Published online by Cambridge University Press: 05 September 2014
Introduction
The global system is in the midst of a great transformation. The distribution of power is shifting. Great powers are rising and declining. For almost a century, the United States dominated world politics. But today, China and other rising non-Western states, such as India and Brazil, are growing in wealth, power, influence, and ambition. The old order – led by the United States and its allies – is still a commanding presence in the global system. But the power once concentrated in the hands of the United States is diffusing outward and, as a result, new struggles are emerging over global rules and institutions. In the midst of these changes, scholars have been asking basic questions about the logic and character of contemporary international order. How profound is the change that is underway in global order? If the United States is losing its position of preeminence, will the order that it created weaken and break apart, giving way to a new type of global order? Or will non-Western rising states ultimately become stakeholders in the existing order? Do rising states want great authority and privileges in the existing international order or do they want to use their growing power to reorganize the basic principles and norms of the system?

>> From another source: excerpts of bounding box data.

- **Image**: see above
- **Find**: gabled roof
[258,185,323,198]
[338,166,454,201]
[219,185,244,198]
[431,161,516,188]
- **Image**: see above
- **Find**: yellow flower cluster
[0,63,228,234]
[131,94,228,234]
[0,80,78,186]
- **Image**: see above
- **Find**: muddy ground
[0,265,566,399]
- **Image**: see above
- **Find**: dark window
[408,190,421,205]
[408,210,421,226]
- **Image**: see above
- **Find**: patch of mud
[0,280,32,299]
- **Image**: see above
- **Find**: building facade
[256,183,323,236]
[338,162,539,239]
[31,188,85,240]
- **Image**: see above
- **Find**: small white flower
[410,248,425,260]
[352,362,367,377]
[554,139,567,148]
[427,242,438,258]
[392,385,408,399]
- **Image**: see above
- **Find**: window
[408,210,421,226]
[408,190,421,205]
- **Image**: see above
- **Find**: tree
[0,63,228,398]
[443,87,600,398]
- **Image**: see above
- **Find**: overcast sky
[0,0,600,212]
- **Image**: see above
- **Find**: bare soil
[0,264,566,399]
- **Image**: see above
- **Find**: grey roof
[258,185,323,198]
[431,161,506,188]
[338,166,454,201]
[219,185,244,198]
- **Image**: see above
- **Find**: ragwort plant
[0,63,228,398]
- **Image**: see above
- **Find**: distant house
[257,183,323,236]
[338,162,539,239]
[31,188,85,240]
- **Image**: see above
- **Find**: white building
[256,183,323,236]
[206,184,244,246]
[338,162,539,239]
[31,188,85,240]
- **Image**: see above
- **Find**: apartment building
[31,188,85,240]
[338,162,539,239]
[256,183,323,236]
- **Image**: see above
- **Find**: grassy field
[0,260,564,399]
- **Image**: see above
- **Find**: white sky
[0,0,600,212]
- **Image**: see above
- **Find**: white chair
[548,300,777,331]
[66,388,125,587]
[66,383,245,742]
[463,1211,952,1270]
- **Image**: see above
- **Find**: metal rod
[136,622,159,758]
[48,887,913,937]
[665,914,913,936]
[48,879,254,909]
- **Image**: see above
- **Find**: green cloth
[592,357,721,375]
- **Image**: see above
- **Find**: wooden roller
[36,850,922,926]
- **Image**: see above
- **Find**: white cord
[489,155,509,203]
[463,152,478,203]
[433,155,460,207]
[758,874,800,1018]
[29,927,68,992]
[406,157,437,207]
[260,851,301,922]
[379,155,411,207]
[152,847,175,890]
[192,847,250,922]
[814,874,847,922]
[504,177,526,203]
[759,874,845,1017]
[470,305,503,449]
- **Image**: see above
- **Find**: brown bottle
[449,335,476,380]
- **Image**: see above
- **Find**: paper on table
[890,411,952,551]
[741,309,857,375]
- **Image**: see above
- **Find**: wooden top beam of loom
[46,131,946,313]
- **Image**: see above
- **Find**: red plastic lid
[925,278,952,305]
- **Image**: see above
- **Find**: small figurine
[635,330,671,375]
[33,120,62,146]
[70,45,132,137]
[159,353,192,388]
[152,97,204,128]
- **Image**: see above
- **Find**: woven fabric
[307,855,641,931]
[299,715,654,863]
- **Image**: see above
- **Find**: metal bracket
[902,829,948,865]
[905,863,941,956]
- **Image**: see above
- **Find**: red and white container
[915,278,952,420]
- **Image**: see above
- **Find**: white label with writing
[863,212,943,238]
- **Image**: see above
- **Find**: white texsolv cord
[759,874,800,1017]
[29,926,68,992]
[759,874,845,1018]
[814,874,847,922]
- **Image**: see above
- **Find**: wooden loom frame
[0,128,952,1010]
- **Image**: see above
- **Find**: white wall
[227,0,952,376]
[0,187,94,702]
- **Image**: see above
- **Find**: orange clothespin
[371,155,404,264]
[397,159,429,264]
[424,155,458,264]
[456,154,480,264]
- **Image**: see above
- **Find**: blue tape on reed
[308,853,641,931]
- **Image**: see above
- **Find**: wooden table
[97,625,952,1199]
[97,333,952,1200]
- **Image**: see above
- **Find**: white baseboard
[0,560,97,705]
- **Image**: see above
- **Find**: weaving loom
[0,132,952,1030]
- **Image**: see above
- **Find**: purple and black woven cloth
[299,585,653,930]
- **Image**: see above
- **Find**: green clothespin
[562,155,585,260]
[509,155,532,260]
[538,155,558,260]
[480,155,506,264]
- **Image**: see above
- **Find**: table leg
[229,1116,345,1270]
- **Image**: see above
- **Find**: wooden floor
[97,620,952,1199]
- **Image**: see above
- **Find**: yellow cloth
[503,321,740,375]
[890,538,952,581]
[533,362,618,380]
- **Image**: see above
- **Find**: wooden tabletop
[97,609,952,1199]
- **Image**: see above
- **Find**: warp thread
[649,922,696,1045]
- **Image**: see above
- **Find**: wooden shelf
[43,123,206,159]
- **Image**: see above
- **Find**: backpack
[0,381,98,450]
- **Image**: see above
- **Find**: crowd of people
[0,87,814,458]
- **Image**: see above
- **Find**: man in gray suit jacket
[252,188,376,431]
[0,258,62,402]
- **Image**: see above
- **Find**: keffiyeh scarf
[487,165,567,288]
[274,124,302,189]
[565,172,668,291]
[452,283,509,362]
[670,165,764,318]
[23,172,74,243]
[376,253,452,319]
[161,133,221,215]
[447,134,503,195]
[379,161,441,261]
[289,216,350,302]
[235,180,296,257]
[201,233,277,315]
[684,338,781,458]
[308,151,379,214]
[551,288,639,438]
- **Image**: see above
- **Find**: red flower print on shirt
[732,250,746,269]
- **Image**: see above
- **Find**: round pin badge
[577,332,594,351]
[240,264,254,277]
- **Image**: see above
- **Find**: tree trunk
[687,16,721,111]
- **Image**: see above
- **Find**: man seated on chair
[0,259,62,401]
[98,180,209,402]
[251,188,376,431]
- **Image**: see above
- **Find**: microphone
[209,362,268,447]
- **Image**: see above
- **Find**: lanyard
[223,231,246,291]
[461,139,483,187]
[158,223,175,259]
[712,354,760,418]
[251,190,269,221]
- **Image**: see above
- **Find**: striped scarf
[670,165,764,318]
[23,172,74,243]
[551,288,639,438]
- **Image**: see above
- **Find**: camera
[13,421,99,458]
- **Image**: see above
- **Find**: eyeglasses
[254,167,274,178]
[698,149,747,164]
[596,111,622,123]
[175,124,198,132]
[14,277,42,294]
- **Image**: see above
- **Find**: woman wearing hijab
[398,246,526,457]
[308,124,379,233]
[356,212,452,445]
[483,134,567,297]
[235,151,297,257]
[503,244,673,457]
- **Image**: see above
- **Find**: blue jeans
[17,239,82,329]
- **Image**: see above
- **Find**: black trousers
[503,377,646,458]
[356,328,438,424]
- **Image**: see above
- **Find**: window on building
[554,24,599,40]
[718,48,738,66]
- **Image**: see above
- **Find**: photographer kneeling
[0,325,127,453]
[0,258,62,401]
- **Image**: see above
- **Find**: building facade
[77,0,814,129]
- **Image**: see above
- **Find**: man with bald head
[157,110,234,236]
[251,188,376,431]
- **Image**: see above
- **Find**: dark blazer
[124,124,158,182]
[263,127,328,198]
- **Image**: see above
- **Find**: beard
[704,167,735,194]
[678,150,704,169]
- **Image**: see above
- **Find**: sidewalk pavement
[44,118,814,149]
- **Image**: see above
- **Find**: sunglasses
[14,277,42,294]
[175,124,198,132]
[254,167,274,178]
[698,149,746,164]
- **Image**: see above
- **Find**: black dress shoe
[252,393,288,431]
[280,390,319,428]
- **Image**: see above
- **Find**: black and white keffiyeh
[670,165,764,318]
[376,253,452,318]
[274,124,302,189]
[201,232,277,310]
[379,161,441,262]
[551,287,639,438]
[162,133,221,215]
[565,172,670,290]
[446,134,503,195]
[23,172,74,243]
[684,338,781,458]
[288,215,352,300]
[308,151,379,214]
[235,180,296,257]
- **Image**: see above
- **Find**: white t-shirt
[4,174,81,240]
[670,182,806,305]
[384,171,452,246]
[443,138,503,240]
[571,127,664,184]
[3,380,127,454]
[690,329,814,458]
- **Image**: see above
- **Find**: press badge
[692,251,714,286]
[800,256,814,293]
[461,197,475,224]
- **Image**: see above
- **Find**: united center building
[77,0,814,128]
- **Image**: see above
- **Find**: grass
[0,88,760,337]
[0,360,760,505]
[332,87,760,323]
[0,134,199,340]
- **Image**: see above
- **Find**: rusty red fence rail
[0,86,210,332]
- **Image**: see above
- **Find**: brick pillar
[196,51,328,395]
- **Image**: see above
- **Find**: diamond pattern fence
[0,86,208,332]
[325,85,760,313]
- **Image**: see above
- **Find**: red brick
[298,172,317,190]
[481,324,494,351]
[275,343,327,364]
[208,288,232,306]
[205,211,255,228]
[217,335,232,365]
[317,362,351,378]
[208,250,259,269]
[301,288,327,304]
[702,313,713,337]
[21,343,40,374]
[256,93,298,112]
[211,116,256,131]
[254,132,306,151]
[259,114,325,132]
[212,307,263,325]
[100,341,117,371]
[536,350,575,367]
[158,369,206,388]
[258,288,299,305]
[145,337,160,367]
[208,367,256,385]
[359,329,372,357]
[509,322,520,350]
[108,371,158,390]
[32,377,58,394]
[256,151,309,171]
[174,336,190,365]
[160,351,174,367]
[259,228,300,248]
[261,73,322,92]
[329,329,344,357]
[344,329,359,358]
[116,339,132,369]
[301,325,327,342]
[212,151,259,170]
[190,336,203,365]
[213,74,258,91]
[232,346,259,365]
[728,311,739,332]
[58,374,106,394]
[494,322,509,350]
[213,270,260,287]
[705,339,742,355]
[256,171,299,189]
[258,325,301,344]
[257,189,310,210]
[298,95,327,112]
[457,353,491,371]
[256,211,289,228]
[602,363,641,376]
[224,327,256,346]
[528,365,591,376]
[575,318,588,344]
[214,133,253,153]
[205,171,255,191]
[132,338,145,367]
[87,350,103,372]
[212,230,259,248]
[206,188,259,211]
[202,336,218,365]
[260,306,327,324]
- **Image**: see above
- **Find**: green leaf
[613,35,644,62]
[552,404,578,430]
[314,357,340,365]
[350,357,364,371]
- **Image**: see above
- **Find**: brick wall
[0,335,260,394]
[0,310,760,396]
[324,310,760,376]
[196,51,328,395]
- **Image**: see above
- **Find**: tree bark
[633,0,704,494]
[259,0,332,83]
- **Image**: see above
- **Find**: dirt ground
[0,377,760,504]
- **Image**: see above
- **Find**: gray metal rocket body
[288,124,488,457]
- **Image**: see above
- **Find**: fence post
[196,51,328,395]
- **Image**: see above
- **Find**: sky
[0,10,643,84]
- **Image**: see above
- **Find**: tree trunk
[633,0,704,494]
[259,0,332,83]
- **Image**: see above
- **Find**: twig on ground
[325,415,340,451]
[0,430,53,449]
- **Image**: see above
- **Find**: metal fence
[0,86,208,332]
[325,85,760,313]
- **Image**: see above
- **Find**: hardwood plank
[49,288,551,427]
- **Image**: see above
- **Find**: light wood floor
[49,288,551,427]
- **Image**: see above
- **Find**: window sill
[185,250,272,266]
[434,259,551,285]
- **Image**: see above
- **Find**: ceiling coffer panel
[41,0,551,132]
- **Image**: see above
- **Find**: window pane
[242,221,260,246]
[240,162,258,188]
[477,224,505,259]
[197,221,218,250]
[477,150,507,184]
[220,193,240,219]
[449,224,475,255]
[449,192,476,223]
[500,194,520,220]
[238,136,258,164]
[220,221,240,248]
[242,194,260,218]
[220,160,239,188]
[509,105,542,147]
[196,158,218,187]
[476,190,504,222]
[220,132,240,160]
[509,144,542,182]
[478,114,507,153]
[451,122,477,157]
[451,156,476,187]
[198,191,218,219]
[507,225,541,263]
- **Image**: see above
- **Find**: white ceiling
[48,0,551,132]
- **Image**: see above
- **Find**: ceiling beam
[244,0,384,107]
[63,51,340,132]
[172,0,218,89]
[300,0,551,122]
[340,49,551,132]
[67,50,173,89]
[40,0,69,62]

The struggles underway today over international order are, of course, not new. The rise and decline of great powers and convulsive shifts in international order have played out many times over the centuries. In past eras, states have risen up, fought wars, and built international order. Spain, France, Great Britain, Germany – each of these states grew in power in a past century and made a bid to dominate Europe and the wider world. In turn, each declined or was defeated in war, triggering a renewal of geopolitical struggle over leadership and the organizing rules and arrangements of global order. Over the centuries, the actors on the global stage have changed but the scripts and plot lines of struggle over order have appeared and reappeared many times. As a result, scholars are asking questions about the past. Are there recurring historical dynamics and patterns that can help us understand today’s power transitions and struggles over international order? What can we learn from the past? Is the past prolog?